JPT : L’écriture web est une compétence technique qui repose sur des schémas rédactionnels (« patterns ») spécifiques. Contrairement à l’écriture artistique qui privilégie l’expression créative, le copywriting vise à générer une réaction précise chez le lecteur. Notre objectif n’est pas de créer des œuvres littéraires, mais de construire un lien avec l’audience à travers des histoires pertinentes.
Cette transition vers l’indépendance éditoriale s’opère en quatre étapes
- Maîtriser deux ou trois techniques de copywriting fondamentales
- Identifier ses personas et leurs canaux de prédilection
- Développer des matrices de production de contenu structurées
- Appliquer des schémas de rédaction (« patterns ») adaptés
Prenons l’exemple des newsletters : la plupart des entreprises commettent l’erreur de parler d’elles-mêmes, alors que les lecteurs s’intéressent uniquement à ce qui les concerne directement. Une newsletter B2B efficace doit être tactique et centrée sur la valeur ajoutée. Un distributeur industriel qui envoie chaque lundi une newsletter promotionnelle avec des offres limitées crée une véritable attente chez ses clients parce qu’elle impacte directement leur activité.
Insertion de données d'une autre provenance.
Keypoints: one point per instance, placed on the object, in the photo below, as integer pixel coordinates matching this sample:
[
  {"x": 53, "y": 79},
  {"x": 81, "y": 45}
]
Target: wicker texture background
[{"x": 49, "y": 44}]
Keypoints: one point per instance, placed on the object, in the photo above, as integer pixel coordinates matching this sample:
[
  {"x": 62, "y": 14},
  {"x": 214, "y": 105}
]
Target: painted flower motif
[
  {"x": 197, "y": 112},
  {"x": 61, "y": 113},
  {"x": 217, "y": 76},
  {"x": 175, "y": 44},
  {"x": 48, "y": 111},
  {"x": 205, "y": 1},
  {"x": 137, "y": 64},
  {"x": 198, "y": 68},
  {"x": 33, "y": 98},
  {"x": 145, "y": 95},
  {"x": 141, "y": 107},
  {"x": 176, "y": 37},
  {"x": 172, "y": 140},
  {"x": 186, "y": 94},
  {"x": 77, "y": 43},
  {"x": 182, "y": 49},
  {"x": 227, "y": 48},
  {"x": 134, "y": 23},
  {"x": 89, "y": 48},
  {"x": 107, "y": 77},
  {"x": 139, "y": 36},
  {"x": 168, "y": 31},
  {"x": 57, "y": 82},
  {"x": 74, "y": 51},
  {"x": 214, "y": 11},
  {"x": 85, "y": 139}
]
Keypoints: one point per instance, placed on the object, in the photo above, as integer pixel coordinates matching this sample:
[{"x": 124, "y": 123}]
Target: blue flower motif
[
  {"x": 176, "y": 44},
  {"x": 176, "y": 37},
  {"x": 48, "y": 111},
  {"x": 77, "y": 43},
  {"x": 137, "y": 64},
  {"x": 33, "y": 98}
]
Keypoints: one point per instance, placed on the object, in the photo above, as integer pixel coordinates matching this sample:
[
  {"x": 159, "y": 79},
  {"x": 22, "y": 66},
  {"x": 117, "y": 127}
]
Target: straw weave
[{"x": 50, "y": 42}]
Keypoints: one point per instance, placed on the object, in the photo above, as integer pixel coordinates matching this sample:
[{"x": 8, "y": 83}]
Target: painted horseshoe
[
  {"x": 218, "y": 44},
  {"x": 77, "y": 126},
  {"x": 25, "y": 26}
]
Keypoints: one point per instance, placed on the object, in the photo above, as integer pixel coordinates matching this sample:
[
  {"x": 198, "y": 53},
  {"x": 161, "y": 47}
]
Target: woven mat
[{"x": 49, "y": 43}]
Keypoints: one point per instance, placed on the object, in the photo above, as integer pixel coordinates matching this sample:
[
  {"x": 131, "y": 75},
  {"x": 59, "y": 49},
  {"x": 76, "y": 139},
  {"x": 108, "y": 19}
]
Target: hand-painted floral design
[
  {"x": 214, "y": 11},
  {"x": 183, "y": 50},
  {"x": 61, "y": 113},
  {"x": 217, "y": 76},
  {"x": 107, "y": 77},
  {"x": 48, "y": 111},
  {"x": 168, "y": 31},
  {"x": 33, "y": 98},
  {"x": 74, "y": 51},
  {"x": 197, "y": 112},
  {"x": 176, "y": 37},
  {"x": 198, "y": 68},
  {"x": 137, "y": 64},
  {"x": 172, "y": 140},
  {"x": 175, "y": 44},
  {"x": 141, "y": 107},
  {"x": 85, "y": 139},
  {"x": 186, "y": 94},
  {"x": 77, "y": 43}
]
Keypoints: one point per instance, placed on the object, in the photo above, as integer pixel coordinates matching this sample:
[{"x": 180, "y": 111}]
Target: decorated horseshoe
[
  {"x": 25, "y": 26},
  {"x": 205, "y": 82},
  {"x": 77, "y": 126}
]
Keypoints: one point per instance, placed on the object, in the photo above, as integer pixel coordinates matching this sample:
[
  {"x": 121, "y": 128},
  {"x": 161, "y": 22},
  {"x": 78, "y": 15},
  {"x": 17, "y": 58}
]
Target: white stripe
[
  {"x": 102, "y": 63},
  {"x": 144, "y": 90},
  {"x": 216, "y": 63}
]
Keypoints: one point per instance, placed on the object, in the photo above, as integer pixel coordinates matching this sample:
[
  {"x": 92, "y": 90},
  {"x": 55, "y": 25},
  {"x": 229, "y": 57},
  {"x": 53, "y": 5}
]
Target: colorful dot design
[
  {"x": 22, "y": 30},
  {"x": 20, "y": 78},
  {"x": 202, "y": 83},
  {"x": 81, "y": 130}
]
Le succès ne réside pas dans la créativité artistique, mais dans la pertinence business. La montée en compétence sur ces techniques est essentielle, mais il ne faut pas hésiter à faire appel à des professionnels qui maîtrisent déjà ces méthodologies.
Je comprends, mais la majorité de nos lecteurs ont du mal à écrire un article par semaine…
JPT : La plupart des gens ont en effet l’angoisse de la feuille blanche. Mais les outils LLM doivent permettre de résoudre ce problème et de le dépasser.